Department of Obstetrics and Gynecology and Duke Global Health Institute, Duke University, Durham, NC, USA.
Stat Med. 2012 Aug 30;31(19):2098-109. doi: 10.1002/sim.5317. Epub 2012 Apr 11.
Motivated by a previously published study of HIV treatment, we simulated data subject to time-varying confounding affected by prior treatment to examine some finite-sample properties of marginal structural Cox proportional hazards models. We compared (a) unadjusted, (b) regression-adjusted, (c) unstabilized, and (d) stabilized marginal structural (inverse probability-of-treatment [IPT] weighted) model estimators of effect in terms of bias, standard error, root mean squared error (MSE), and 95% confidence limit coverage over a range of research scenarios, including relatively small sample sizes and 10 study assessments. In the base-case scenario resembling the motivating example, where the true hazard ratio was 0.5, both IPT-weighted analyses were unbiased, whereas crude and adjusted analyses showed substantial bias towards and across the null.

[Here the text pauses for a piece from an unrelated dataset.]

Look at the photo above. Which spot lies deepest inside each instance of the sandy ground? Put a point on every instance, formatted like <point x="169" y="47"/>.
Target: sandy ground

Stabilized IPT-weighted analyses remained unbiased across a range of scenarios, including relatively small sample size; however, the standard error was generally smaller in crude and adjusted models. In many cases, unstabilized weighted analysis showed a substantial increase in standard error compared with other approaches. Root MSE was smallest in the IPT-weighted analyses for the base-case scenario. In situations where time-varying confounding affected by prior treatment was absent, IPT-weighted analyses were less precise and therefore had greater root MSE compared with adjusted analyses. The 95% confidence limit coverage was close to nominal for all stabilized IPT-weighted but poor in crude, adjusted, and unstabilized IPT-weighted analysis. Under realistic scenarios, marginal structural Cox proportional hazards models performed according to expectations based on large-sample theory and provided accurate estimates of the hazard ratio.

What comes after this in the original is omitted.